Filipino journalist and politician (1958-2010)

Glicerio "Cerge" Mamites Remonde (December 21, 1958 – January 19, 2010) was a Filipino journalist, politician and former chairman of Radio Philippines Network, one of the largest media networks in the Philippines.

==Early life==
Cerge was born Glecerio Mamites Remonde (later legally changing his name to Cerge) on December 21, 1958, to Teofilo A. Remonde and Florentina S. Mamites in barangay Lamacan, Argao, Cebu. Some people have said that Cerge was an illegitimate child, however, the truth is, it was his father, Teofilo, who was an illegitimate child. Teofilo Remonde, a bus driver, was the son of Flaviana Remonde. He married Florentina Mamites, daughter of Roman Mamites and Marta Sanchez, on June 25, 1958. Cerge was their one and only child, born six months after their marriage. Teofilo, however, died when Cerge was not yet one year old. After Cerge's father died, his mother remarried to Andres Alburo and from that marriage he had eight siblings: Asterio, Virgilio, Andres Jr., Antonieta, Hemres, Serina, Vicente and Sincero.

==Educational life==
He was a graduate of the University of the Visayas where he also became professor of political science. He later served as chair of the Association of Broadcasters of the Philippines for six consecutive terms, the only chair to have ever done so.

==Career==
One of Remonde’s early jobs in media included being a stringer at the Philippine News Agency (PNA). He was an anchor for DYLA Interaction, a primetime news and commentary program. He eventually became National Chairman of the Kapisanan ng mga Brodkaster ng Pilipinas (KBP), and was the first KBP chair to be elected to a 6th term. In 2001, Remonde became press undersecretary in charge of broadcast and the executive director of the Radio Television Malacañang Presidential Broadcast Staff. He also became the president of IBC Channel 13 and of RPN Channel 9. He became Secretary of the Government Mass Media Group (GMMG) in 2004. In September 8, 2006, he was appointed as the lead convenor of the National Anti-Poverty Commission while still serving as Secretary of the GMMG. Later, he became Director-General of the Presidential Management Staff, and finally, on February 1, 2009, he was appointed as Press Secretary, a position he held until his death.

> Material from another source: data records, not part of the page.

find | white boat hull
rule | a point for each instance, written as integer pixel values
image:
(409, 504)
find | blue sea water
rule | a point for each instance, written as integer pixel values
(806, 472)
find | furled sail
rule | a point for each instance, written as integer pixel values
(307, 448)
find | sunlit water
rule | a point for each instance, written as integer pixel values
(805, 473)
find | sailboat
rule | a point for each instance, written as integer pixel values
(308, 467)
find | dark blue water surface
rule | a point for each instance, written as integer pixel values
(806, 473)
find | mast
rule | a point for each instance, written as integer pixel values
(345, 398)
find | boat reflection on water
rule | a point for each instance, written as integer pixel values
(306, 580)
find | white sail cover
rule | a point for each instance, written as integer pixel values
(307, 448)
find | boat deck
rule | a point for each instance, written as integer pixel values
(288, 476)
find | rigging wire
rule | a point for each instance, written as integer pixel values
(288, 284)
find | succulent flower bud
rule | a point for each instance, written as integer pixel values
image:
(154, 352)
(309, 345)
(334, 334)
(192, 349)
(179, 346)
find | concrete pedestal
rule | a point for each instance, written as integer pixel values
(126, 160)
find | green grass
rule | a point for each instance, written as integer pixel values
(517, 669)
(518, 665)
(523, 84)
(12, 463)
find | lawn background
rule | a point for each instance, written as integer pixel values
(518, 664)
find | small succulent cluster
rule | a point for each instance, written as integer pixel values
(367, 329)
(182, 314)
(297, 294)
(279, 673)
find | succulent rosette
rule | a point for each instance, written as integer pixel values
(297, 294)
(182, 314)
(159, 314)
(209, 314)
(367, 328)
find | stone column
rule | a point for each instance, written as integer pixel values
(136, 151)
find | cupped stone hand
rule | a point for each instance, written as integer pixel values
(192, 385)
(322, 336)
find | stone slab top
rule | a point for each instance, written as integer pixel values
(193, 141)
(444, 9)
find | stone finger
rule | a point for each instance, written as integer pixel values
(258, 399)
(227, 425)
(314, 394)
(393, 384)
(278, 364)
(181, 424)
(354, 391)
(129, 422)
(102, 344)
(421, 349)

==Professional affiliations==
Remonde was senior adviser to the GRP-NDF Peace Panel. He was also chairman of several organizations: The Advertising Board of the Philippines, the Freedom Fund for Filipino Journalists, and the Appeals Board of the Movie and Television Review and Classification Board (MTRCB). He was also a commissioner of the Communications Committee for UNESCO.

==Personal life==
He was married to Danish national Marit Stinus, and had no children.

==Death==
On January 19, 2010, Remonde was found slumped at his residence in Makati and was rushed to Makati Medical Center, where he was pronounced dead at 11:51 a.m. It was determined that his death was due to cardiac arrest secondary to myocardial infarction. His remains lay in state at the Heritage Park in Taguig until January 21, when they were taken to Malacañan Palace, before finally being flown home to his native Cebu on January 22. He was buried on January 24, 2010, at Argao Catholic Cemetery, Argao, Cebu.

==Awards==

- Most Outstanding Visayan in the field of Mass Media in 1998
- Most Outstanding Cebuano with former Chief Justice Hilario Davide, Jr. (1999).

==Historical commemoration==
Municipal resolution 215, the street bounded by Isidro Kintanar Street and Zamora Street in Barangay Lamacan, Argao originally known as Carlock Street was renamed in his honor.